Линия красоты
Шрифт:
— Не трогайте тарелки! Не трогайте! — вскричал Джеральд таким голосом, что немало гостей, отдернув руки от тарелок, воззрились на него с испугом. — Оленя традиционно подают на блюдах, раскаленных добела!
Правда состояла в том, что на не подогретых тарелках олений жир застывал неопрятными хлопьями.
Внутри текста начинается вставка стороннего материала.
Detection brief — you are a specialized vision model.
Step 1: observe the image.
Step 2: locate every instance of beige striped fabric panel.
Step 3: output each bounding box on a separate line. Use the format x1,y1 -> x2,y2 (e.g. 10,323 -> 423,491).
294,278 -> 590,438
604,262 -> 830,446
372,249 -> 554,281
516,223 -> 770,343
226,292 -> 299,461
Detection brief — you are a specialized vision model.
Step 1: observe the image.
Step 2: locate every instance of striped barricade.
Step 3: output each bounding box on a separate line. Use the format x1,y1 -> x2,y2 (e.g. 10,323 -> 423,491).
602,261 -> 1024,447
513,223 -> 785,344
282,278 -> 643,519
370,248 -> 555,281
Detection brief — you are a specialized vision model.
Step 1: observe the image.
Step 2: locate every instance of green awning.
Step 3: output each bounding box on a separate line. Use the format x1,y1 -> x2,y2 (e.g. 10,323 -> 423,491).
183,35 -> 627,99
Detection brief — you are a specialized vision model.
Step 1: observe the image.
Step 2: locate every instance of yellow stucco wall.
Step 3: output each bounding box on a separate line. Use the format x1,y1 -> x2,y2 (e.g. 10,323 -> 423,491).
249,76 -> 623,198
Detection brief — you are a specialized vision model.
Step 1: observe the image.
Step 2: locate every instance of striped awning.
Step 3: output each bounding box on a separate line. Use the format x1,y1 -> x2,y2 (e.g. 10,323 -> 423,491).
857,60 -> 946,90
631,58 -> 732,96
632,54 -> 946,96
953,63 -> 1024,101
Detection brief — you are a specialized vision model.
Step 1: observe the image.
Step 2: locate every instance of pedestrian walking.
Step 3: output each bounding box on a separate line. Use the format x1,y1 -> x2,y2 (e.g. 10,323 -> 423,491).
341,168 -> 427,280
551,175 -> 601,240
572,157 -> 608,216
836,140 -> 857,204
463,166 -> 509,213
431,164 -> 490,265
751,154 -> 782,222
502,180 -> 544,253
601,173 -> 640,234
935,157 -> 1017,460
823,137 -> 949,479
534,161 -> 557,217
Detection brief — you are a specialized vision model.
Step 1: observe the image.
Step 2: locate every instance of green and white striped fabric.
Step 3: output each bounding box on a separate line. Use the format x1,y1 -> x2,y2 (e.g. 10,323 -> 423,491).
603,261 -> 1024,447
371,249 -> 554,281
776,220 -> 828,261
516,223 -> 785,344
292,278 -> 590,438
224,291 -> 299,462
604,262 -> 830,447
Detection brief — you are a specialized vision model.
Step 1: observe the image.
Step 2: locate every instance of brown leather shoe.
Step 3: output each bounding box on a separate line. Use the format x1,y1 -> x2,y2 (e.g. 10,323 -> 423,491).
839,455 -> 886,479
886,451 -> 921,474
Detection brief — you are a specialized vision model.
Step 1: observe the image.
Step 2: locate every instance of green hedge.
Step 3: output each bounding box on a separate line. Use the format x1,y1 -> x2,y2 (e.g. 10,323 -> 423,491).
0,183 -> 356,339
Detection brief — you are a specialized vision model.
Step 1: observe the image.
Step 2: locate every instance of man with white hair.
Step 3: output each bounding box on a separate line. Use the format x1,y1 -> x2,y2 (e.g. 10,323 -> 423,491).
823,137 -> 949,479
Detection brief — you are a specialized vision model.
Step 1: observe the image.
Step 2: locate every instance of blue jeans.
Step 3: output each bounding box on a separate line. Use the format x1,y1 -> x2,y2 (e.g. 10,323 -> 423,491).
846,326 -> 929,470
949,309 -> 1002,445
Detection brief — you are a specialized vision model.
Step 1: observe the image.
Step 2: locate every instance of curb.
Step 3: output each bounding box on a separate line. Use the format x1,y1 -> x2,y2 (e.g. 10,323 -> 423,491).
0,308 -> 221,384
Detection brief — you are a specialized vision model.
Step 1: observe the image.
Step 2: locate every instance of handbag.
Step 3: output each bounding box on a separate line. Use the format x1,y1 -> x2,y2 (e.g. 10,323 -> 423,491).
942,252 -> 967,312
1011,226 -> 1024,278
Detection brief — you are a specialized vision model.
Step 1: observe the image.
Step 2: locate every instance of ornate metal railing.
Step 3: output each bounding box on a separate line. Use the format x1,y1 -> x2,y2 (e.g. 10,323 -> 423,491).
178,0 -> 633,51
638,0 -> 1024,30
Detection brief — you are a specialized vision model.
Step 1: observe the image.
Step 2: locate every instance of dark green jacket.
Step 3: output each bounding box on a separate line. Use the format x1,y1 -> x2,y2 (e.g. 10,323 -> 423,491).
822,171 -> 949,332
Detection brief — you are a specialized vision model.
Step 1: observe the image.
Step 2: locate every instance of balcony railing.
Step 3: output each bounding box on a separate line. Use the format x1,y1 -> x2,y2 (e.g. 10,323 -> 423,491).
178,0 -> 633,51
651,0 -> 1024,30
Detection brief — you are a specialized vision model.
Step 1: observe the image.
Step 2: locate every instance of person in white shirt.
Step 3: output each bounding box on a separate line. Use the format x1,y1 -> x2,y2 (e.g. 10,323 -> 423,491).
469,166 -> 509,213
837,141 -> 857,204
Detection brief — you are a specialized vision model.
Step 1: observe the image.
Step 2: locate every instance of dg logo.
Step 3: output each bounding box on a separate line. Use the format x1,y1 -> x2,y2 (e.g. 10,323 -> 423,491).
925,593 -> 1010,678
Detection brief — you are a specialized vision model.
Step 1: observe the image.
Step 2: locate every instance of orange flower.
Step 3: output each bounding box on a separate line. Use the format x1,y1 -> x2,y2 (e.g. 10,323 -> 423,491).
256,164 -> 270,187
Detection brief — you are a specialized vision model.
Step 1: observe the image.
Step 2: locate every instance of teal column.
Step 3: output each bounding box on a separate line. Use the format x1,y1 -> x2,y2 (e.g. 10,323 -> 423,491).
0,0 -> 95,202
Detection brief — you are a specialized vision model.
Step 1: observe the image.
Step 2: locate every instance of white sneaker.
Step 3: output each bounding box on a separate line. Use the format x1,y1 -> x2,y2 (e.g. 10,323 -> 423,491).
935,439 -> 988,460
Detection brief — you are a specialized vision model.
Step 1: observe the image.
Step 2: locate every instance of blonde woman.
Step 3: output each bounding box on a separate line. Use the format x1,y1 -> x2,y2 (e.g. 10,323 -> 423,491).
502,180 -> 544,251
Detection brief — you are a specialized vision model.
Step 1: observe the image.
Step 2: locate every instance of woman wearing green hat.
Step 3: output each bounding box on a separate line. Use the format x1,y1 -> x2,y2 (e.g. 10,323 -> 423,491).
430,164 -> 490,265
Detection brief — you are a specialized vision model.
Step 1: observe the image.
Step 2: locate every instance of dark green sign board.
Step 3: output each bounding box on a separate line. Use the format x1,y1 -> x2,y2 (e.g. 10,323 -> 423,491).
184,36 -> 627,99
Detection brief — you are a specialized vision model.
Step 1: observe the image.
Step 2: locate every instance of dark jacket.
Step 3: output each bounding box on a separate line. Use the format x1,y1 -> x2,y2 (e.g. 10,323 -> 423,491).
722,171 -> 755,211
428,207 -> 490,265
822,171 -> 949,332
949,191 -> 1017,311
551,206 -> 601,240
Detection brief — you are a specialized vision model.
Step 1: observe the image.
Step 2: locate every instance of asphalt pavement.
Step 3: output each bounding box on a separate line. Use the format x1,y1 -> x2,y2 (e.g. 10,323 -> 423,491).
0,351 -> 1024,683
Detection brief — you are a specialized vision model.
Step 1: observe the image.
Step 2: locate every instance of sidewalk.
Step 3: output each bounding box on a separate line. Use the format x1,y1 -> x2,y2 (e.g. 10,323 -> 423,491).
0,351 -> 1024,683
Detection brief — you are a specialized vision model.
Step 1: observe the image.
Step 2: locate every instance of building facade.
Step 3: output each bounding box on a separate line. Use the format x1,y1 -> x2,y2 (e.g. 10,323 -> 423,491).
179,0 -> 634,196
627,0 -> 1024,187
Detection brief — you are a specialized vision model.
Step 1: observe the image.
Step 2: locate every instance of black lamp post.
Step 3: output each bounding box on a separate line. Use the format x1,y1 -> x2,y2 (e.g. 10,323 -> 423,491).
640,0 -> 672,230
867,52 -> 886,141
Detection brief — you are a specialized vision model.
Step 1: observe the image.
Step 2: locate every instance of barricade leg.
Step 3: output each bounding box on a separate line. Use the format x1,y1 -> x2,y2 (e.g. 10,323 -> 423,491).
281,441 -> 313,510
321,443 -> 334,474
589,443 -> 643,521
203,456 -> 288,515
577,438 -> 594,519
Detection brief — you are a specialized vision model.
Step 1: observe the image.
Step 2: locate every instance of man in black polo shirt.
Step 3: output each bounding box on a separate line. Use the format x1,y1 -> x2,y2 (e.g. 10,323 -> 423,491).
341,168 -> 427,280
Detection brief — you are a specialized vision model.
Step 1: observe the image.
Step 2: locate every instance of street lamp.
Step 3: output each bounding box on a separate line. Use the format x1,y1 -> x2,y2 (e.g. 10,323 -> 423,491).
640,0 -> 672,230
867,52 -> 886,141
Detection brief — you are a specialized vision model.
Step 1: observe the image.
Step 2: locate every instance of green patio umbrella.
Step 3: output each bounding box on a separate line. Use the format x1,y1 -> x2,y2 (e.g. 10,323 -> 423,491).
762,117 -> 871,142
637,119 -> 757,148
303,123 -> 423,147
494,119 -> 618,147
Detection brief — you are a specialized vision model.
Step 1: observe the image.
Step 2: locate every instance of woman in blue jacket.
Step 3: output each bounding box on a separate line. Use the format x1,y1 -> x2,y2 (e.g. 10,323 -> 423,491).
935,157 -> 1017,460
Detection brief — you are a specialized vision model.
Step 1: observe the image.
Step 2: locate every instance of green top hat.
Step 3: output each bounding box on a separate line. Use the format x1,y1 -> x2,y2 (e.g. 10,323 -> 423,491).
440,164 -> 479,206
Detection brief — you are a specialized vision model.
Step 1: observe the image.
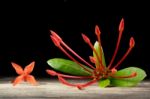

— Да, у моего шурина есть олений парк, — объяснял Джеральд Мордену Липскомбу. — Редкое удовольствие в наши дни… Нет-нет, — продолжал он в своей обычной манере, отвечая на вопросы, которых никто ему не задавал, — самец, олень молодой, годовалый, самый лучший… — Налив себе бургундского, повернулся к Барри Груму: — Не сомневаюсь, вам понравится!
Барри закивал и начал
Ник и Рэйчел обменялись через стол мимолетными улыбками. Улыбались они не только по поводу Барри, но и по поводу Джеральда, и Ник почувствовал себя польщенным, словно ребенок, которого мать посвящает в свои секреты, скрытые от отца. На миг он задумался о том, случалось ли Джеральду и Рэйчел когда-нибудь ссориться. Если что-то такое и бывало, то, должно быть, в спальне, огражденной от чужих ушей тяжелыми двойными дверьми…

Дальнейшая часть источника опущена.